Maddie, this is awesome and huge kudos to you and the video production team.

One thing that is a bit more nuanced and hasn’t gotten much attention is that there are some potentially interesting interactions going on within Lake O. While the main issue is Microcystis blooms, there have been reports throughout the summer by FL SeaGrant (based, I believe, on FWC/FDEP sampling) that at least a couple times the bloom has actually switched back and forth between Anabaena and Microcystis dominance. Why does that matter? Well, like most microorganisms, Microcystis needs a “fixed” source of inorganic/organic nutrients to survive. Anabaena, however are nitrogen fixers meaning they are able to covert atmospheric N2 into bioavailable N. But this process can be leaky, so it’s not uncommon for lakes to see blooms those blooms lead to Microcystis dominance once they can capitalize on all that new, “fixed” nitrogen.
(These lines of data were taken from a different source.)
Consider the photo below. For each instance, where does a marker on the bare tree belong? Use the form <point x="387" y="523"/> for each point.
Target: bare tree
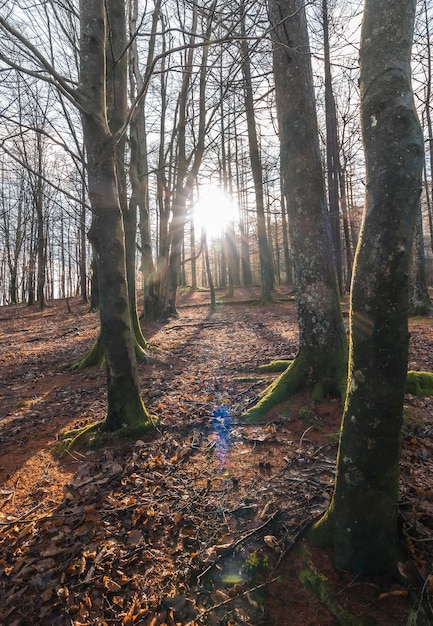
<point x="361" y="524"/>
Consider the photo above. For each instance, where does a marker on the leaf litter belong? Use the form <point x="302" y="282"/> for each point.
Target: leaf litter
<point x="203" y="524"/>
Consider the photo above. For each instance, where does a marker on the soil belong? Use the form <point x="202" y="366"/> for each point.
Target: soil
<point x="205" y="522"/>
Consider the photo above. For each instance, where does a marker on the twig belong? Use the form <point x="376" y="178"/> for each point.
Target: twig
<point x="233" y="547"/>
<point x="22" y="519"/>
<point x="244" y="593"/>
<point x="296" y="538"/>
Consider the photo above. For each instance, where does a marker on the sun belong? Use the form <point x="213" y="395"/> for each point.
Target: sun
<point x="213" y="210"/>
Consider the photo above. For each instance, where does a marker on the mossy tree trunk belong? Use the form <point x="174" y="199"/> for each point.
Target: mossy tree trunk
<point x="117" y="86"/>
<point x="106" y="234"/>
<point x="361" y="522"/>
<point x="321" y="363"/>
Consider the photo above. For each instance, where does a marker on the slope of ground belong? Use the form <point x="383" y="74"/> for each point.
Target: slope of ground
<point x="204" y="524"/>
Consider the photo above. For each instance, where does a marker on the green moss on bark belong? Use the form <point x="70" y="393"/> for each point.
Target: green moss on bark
<point x="419" y="383"/>
<point x="322" y="371"/>
<point x="275" y="366"/>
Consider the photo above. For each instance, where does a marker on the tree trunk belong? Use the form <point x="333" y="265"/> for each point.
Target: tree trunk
<point x="332" y="153"/>
<point x="106" y="233"/>
<point x="361" y="522"/>
<point x="321" y="363"/>
<point x="265" y="255"/>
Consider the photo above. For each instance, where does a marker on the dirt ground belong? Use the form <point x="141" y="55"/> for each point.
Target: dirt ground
<point x="205" y="523"/>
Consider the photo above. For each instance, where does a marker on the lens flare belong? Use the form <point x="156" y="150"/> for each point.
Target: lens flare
<point x="221" y="422"/>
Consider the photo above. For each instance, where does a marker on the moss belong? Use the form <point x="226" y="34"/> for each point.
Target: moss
<point x="322" y="371"/>
<point x="419" y="383"/>
<point x="306" y="414"/>
<point x="275" y="366"/>
<point x="319" y="585"/>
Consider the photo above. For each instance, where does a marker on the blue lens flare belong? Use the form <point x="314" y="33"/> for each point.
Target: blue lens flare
<point x="221" y="422"/>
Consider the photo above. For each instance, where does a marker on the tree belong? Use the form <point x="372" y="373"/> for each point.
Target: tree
<point x="419" y="297"/>
<point x="321" y="363"/>
<point x="265" y="256"/>
<point x="106" y="233"/>
<point x="361" y="522"/>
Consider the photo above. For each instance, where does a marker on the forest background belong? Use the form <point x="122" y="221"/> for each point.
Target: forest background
<point x="146" y="175"/>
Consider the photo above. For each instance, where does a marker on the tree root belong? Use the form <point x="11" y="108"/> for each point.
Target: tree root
<point x="318" y="584"/>
<point x="93" y="436"/>
<point x="419" y="383"/>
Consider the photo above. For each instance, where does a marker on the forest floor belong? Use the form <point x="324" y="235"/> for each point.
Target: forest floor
<point x="205" y="523"/>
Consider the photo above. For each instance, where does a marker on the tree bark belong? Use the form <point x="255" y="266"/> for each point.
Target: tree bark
<point x="106" y="233"/>
<point x="267" y="276"/>
<point x="321" y="363"/>
<point x="361" y="522"/>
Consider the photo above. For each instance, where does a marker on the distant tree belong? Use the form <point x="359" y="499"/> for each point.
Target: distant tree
<point x="125" y="406"/>
<point x="419" y="298"/>
<point x="321" y="363"/>
<point x="361" y="522"/>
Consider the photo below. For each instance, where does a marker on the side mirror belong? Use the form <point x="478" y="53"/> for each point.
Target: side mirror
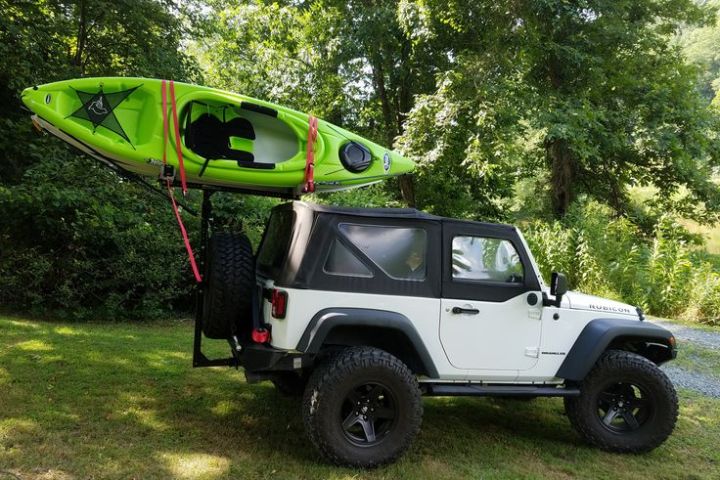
<point x="558" y="287"/>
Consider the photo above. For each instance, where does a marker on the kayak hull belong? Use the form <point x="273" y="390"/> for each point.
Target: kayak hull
<point x="227" y="140"/>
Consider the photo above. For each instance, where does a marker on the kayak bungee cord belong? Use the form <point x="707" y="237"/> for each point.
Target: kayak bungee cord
<point x="309" y="186"/>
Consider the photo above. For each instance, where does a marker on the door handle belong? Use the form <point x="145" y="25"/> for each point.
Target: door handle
<point x="470" y="311"/>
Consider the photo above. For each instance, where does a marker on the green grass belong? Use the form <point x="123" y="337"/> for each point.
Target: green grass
<point x="121" y="401"/>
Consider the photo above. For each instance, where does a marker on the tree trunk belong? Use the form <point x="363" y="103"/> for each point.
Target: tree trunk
<point x="561" y="162"/>
<point x="407" y="190"/>
<point x="81" y="37"/>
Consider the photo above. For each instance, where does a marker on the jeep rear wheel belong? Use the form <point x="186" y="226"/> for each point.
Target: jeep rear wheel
<point x="626" y="404"/>
<point x="229" y="285"/>
<point x="362" y="407"/>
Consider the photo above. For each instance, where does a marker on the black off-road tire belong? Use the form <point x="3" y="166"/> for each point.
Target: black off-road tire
<point x="334" y="387"/>
<point x="229" y="285"/>
<point x="611" y="390"/>
<point x="290" y="384"/>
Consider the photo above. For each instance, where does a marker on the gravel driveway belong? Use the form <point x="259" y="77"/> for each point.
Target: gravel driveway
<point x="704" y="383"/>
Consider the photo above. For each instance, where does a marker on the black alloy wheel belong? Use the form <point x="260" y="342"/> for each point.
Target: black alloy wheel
<point x="626" y="404"/>
<point x="362" y="407"/>
<point x="624" y="407"/>
<point x="368" y="414"/>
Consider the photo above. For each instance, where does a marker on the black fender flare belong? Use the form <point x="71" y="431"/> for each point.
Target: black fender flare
<point x="598" y="334"/>
<point x="327" y="319"/>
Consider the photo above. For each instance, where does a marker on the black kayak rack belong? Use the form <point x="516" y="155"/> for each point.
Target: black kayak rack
<point x="199" y="358"/>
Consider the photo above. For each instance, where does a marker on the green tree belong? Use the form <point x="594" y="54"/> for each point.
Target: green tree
<point x="592" y="96"/>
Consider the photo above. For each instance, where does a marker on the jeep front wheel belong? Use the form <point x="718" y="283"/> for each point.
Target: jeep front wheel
<point x="362" y="407"/>
<point x="626" y="404"/>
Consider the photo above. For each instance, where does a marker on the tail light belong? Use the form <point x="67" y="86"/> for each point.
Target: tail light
<point x="261" y="335"/>
<point x="278" y="298"/>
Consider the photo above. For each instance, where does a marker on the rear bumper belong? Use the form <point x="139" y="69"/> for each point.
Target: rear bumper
<point x="262" y="358"/>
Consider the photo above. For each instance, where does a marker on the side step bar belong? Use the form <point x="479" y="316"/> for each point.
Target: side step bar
<point x="471" y="390"/>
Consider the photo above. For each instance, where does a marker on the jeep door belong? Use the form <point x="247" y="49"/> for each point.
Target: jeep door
<point x="491" y="300"/>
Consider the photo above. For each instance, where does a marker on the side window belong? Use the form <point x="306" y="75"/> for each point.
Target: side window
<point x="341" y="261"/>
<point x="401" y="253"/>
<point x="491" y="259"/>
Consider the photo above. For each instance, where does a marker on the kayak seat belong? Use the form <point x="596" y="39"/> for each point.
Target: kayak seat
<point x="212" y="139"/>
<point x="206" y="137"/>
<point x="236" y="129"/>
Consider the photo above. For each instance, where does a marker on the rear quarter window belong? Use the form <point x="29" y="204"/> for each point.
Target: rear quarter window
<point x="401" y="253"/>
<point x="275" y="244"/>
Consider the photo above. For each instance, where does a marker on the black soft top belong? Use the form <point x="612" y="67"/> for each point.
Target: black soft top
<point x="386" y="213"/>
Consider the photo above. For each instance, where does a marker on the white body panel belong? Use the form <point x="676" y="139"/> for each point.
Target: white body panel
<point x="304" y="304"/>
<point x="502" y="339"/>
<point x="496" y="345"/>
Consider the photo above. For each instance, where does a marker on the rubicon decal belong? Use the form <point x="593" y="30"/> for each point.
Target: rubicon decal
<point x="609" y="308"/>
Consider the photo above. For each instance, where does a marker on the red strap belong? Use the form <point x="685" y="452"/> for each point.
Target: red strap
<point x="165" y="126"/>
<point x="310" y="156"/>
<point x="186" y="240"/>
<point x="168" y="182"/>
<point x="178" y="143"/>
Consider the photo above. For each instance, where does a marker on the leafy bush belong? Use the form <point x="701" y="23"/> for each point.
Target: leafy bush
<point x="608" y="255"/>
<point x="104" y="249"/>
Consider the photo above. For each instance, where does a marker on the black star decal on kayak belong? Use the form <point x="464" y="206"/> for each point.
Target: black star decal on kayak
<point x="98" y="108"/>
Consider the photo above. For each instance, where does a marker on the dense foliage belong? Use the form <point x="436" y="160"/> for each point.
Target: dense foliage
<point x="548" y="113"/>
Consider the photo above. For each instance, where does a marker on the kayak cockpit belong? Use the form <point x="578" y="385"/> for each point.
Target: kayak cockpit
<point x="228" y="135"/>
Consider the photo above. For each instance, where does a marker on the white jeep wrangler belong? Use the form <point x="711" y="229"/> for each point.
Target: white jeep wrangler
<point x="363" y="311"/>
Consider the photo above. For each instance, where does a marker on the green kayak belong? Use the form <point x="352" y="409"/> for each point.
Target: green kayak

Lake O has historically had a phosphorus problem (which is the main reason why any water entering the Everglades is mandated to be much, much cleaner) because there’s virtually no biological mechanism for it to be removed permanently. It either gets “buried” in the sediments as they accrete or it gets resuspended and recycled over and over helping to fuel more blooms until they are flushed out to the coasts. And when phosphorus is high, nitrogen fixers like Anabaena are usually much more favored since they can essentially make their own nitrogen (in reality it’s a bit more complicated). But I think there’s indirect evidence to suggest that this seesawing between the different cyanobacteria may be helping to prolong that particular bloom...

As for the red tide, there’s a whole host of reasons why it could be as bad as it is this year as noted in the video. The Gulf of Mexico/coastal Florida is a much more open system relative to a lake, even one as big as Lake O, and trying to pinpoint the exact nutrient sources is a difficult task!